だが、越南解放軍は、実に有効に宣伝した。もはや、アジアの盟主たる大日本帝国は傀儡越南帝国を守る力無し、市民を弾圧する傀儡越南帝国に統治の資格無し、と。米国の広告代理店が何枚も噛んだ報道は世界中に配信され、日本でも反戦運動がさらに盛り上がり、政党からも、こんな「シベリア出兵」からはさっさと手を引くべきという意見が出始めていた。潮目は変わりつつあった。
この国は衰亡するだろう・・・・・・確信に近い予感を碧は抱いた。
太陽は傾き、影は濃くなるだろう。この国は人々が共に戦い歩み続けながら、あらゆる人々を踏み躙り捧げ、繁栄を手にし帝国を築き上げたように、またあらゆる人々を踏み付けにし己のみは取り残されまいとしがみつく人々を振り落としながら、衰亡の坂を転がり落ちていくことに何の不思議があろうか。
「御結婚なさるとか?」
「ばか。真っ平御免よ」
むくれる紫苑。
「御心配なく、ちゃんと考えてありますから」
「へえ」
「私たちは、地方人に戻ってもなかなか身の置き所が無いと思います。というわけで、どこか南洋の小さな島でも買って、そこで浜茶屋でもやろうかと」
「私が経営者ね。あなたは店長。一人残らず連れて行く」
「そんな感じです」
「いいわね。浜茶屋でも本格的なのにしましょうよ。観光ホテルがいいわ。地中海沿岸風。入江でイルカを飼いたいわ」
「たいへんによろしい考えだと思いますよ」
「でしょう」
紫苑が、碧の膝の上で無邪気に微笑む。
「私たちは」
雲を眺める。
「戦い続けて、それから、生き残って、人々の批難を浴びながら、いけしゃあしゃあと図々しく、ふんぞりかえって、いつまでも幸せに暮らすのです。老婆になってこの世から消えるまで」
「素敵ね。最期までみんな一緒。誰も一人になんかしない」
静かに、聞こえるか聞こえないかくらいの声で囁く紫苑。
「ええ、そういたしましょう。私たちで」
雲を抜け、黒龍の巨体は飛翔する。碧は、隣の雪の顔をちらりと覗く。いつもと変わらない美しい横顔。杏も茜も山吹も、それぞれの仕事をこなしている。新しい射手の補充もきた。うまく若葉や浅黄と一緒にやれるだろうか、また賑やかな三人組になってくれればいい、などと考える。

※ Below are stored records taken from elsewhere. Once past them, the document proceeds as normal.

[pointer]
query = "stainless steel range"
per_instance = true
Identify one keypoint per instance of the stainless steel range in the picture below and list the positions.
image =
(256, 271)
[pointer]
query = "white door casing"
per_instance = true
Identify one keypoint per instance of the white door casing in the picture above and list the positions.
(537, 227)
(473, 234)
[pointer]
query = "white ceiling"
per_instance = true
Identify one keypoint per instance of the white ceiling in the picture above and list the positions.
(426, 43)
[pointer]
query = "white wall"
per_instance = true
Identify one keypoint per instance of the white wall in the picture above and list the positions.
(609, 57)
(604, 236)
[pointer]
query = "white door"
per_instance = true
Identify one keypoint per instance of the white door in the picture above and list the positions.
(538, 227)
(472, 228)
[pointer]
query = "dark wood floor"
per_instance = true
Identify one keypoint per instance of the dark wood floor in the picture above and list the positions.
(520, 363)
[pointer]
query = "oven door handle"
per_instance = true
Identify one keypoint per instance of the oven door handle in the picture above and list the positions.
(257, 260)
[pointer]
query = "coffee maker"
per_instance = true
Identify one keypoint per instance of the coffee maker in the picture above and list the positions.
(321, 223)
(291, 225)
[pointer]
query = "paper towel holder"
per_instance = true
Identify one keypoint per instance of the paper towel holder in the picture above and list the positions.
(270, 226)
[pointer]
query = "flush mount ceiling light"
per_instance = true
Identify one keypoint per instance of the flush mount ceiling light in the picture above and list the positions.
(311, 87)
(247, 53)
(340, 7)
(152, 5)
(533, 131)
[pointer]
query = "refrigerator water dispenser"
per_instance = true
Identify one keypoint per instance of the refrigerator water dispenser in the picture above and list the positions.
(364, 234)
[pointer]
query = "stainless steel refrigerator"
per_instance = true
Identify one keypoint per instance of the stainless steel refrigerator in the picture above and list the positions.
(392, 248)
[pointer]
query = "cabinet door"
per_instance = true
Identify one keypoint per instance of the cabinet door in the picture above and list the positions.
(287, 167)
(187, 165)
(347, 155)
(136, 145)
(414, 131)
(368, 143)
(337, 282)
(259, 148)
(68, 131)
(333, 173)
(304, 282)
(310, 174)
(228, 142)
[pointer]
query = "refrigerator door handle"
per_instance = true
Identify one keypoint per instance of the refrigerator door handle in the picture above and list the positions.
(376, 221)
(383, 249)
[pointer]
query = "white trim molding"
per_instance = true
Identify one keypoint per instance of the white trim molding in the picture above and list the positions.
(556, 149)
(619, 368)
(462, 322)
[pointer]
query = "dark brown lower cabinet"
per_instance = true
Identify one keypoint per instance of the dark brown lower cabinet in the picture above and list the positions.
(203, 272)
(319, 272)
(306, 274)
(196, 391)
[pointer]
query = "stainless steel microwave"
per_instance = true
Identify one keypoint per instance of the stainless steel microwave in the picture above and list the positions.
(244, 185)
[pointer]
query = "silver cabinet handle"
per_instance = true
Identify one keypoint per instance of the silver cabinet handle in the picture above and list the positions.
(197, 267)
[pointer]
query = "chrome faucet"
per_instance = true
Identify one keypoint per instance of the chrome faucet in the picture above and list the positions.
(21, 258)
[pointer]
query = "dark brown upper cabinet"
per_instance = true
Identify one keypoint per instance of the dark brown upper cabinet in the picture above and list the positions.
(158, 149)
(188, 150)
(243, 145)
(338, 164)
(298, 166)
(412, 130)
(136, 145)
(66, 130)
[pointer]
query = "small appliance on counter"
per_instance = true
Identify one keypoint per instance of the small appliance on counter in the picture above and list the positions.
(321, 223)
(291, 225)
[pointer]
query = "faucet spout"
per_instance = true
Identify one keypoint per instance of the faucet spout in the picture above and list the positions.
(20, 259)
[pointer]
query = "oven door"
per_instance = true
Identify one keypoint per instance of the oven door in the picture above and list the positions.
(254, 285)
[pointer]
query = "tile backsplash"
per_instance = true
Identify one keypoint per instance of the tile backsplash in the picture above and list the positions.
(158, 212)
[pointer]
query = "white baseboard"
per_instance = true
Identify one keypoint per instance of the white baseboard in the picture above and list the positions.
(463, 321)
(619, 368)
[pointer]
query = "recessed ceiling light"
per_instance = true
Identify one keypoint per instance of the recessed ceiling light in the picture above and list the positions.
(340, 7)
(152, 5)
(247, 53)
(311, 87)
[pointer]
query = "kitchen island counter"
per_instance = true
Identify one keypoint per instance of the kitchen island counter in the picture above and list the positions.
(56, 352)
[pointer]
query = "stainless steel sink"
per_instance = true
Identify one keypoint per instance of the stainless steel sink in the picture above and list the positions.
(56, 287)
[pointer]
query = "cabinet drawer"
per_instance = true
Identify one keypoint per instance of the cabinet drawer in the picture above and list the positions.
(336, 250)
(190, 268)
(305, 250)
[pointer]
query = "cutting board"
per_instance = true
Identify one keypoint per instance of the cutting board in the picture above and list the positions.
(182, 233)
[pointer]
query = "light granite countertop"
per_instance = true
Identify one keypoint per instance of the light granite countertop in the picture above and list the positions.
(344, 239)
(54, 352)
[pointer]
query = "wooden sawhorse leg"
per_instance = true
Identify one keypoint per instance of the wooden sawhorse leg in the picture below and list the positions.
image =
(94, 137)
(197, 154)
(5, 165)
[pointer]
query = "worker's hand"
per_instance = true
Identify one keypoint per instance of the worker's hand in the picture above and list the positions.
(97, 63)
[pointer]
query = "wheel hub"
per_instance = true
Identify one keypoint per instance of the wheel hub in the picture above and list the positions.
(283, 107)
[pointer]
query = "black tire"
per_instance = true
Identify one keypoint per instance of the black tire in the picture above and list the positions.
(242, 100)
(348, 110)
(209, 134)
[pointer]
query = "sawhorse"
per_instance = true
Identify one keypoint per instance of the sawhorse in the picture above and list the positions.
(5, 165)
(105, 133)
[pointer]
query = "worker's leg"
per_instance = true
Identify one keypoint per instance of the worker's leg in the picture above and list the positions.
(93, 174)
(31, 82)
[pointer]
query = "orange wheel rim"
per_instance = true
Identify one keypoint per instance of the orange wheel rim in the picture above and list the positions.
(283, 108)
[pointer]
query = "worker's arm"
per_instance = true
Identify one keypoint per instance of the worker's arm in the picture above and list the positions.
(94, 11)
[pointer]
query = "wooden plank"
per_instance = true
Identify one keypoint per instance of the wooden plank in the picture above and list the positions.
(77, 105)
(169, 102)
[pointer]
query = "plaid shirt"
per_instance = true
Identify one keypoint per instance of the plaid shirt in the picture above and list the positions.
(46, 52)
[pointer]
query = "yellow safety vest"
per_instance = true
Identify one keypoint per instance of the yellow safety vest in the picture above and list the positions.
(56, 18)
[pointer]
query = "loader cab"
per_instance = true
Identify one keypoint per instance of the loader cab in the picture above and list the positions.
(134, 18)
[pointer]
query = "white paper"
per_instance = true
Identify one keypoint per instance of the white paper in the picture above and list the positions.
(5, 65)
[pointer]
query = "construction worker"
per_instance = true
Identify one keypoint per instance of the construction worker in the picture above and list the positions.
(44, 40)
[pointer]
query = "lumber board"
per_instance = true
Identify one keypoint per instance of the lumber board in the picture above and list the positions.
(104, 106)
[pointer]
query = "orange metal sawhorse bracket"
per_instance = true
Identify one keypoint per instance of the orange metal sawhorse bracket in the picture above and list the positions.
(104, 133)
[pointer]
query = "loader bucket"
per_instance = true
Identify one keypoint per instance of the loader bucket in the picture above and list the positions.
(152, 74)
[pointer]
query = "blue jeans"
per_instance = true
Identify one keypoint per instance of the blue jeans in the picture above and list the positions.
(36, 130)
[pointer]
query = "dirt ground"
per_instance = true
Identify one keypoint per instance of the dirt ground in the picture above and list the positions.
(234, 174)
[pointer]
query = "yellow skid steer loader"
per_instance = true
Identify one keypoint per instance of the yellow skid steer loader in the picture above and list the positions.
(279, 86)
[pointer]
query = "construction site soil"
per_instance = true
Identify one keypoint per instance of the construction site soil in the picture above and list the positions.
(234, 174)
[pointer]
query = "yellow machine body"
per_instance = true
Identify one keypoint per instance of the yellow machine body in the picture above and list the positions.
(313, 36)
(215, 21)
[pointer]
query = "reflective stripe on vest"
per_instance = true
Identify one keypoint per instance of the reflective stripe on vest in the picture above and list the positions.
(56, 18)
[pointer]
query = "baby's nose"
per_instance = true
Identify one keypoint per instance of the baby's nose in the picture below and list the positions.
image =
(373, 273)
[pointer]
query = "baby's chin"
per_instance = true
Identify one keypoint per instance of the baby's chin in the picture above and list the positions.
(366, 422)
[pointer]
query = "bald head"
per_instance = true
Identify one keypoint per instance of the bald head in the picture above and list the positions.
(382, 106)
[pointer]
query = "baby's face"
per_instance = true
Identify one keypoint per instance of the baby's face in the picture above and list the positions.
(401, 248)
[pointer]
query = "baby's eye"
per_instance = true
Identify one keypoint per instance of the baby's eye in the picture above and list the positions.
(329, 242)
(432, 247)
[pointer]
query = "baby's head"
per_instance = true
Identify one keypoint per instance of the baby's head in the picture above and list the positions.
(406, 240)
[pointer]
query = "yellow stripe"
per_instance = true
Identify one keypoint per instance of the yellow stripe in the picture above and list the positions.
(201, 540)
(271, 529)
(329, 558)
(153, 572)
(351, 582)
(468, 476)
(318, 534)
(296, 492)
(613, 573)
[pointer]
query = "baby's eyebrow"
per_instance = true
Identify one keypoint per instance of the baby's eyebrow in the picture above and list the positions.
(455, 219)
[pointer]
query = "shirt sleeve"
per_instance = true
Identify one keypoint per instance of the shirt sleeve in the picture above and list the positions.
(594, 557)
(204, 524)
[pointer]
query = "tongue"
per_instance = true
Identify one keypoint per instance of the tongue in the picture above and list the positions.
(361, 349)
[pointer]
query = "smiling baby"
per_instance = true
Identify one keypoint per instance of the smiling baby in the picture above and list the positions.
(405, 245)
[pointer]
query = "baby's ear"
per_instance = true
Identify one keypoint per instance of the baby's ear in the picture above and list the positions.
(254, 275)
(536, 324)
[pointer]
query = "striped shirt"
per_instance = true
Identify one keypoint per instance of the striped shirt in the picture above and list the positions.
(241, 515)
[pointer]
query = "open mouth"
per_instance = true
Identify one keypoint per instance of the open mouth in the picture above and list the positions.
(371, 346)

機内に伝わる鼓動のようなエンジン音。それは自分たちの心音だ、と碧は、いつも感じる。黒龍が編隊を組む。
みなで操り、みなで飛ぶ。
これにまさる幸せは無い。
桜咲く麗しき靖国よりも、遥か彼方の美しき南の島よりも、生きて天上にあるこの一瞬こそ、楽園だ。
私が私で、私たちが私たちになれる、私たちの空。
楽園を獲得する翼を与えてくれた大日本帝国には、感謝せねばならない。
しかし。
終わらない平和とおなじように終わらない戦争はない。いつかは終わる。そして、生き残れば、その責を負わねばならない。
それでも、記憶は昆虫を閉じ込めた琥珀のように生き残った者たちの心に残るだろう。恐れることはない。翼は戦う者たちの心から決して取り上げられることはない。
遙か眼下に雲が流れていく。
そういえば、来月は紫苑の誕生日だ。みんなで、とっておきのプレゼントと、びっくりするくらい派手な誕生会をしてやろう。